I am grouping the JCF with medical practitioners and teachers because my sentiment goes for all of them. These three professions are crucial elements in the development of any society and should not only be paid well but given every privilege and respect they deserve.

However, people in these professions must understand that they are entrusted with a major responsibility, which involves the well-being, care and protection of other innocent human beings. They must be prepared to take this responsibility seriously, regardless of remunerative conditions. You are in a position where people rely on you for crucial services and you need to be ready to commit the utmost care in exercising that service.

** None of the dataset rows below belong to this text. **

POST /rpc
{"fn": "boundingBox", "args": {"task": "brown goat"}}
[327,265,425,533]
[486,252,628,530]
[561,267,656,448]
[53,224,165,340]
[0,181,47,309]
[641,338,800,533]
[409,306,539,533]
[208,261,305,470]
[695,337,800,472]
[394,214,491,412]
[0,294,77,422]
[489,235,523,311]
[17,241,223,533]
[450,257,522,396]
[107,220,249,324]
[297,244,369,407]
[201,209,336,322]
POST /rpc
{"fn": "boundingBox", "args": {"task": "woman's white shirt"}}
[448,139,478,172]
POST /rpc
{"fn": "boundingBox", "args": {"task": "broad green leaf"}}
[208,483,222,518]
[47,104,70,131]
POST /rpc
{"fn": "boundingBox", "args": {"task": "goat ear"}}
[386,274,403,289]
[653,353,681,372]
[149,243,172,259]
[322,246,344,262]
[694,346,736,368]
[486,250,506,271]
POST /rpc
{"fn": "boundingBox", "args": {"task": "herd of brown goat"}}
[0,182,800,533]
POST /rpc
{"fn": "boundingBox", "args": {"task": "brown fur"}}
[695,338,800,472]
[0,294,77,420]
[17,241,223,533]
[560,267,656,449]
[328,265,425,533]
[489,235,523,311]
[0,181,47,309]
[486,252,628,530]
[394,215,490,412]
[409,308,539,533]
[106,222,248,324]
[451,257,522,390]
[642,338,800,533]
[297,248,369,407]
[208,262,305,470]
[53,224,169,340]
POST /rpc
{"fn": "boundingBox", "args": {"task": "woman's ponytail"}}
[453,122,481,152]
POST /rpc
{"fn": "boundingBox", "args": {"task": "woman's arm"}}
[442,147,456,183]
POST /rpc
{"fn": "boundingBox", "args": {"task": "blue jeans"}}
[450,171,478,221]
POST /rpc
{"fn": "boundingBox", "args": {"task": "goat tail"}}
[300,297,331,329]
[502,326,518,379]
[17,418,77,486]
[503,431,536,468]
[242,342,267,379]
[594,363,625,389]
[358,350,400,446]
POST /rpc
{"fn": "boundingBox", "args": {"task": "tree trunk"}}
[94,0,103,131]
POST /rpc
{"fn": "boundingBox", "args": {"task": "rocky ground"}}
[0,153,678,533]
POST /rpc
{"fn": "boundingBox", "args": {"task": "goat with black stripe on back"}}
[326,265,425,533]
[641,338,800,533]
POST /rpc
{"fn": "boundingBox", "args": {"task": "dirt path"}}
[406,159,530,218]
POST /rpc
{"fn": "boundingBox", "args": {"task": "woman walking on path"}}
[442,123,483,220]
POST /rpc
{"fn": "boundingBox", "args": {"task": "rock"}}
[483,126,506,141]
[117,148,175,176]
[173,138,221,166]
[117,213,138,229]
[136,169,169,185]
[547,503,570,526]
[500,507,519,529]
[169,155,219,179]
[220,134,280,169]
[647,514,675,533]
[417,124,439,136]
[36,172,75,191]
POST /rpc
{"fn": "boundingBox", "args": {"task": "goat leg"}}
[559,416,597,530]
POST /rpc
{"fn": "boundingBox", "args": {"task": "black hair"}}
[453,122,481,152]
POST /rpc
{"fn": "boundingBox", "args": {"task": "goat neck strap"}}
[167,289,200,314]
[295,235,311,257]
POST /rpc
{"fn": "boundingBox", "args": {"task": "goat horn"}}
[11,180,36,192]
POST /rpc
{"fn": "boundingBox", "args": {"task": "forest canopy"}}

Furthermore, I think most rational people can identify with the need to make practical choices for your well-being and that of your family. Your kids need to eat and rent has to be paid. So if you find yourself in the predicament where you cannot continue with your salary package, COME OUT and find something else that will satisfy your needs. This is a tough decision but it serves the greater good far better than shirking such a vital responsibility, the result of which cause innocent people to suffer. Hopefully, the threat of mass exodus will encourage authorities to offer better incentives to these professionals.

Harsh but true: While we quarrel over benefits, there are husbands cutting their wives’ throats, business owners being extorted, neighbourhoods terrorized by gangs and children being abused. This should take priority over money. It’s not my fault you are being underpaid. Direct your frustration to the people who write your cheques and I will be at the very front of that demonstration; cardboard properly decorated and old fridge trailing behind in support of you. And if we civilians have any sense we should be lobbying on behalf of these professionals. This is ultimately in our interest.

I also want us to recognize that salary is not the only factor in job performance. Case in point: politicians. I think there is serious need for some sort of sensitivity programme for officers where they are conditioned with ideals of civic duty and pride. In the same way we brainwash the poor little JC and KC kids to blindly worship their school, we should condition our officers to not just carry out duty but to want to carry out their duty. If this already exists, someone please educate me, because I’m not seeing the effect of any such initiative. And yes, I do recognize that there are good police officers out there. I’ve never had the pleasure of meeting one myself but I know people who have had sightings.

Finally, I’d love to see some other benefit package for these professionals, if we can’t pay them more. School/education subsidies for their children? Better vacation package? Added health benefits? Tax exemptions? Perhaps this is where Private Sector needs to come on board and follow the JPS lead. Offer special packages to teachers, doctors, nurses and police so they know they have the appreciation of the people they are protecting. The ROI is better service and protection so you can conduct your business more efficiently. If the Private Sector can take the lead on this, I think they can filter the sentiments down to individual citizens. Work with the police and they’ll work with you. The government officials are not the ones being affected by poor services. Bunting and his children will never have to worry about poor police response or inadequate healthcare or education because they can afford the best of these things. The rest of us need to find a way to cope and the JPS model of working with the force instead of barking at them seems to be the way.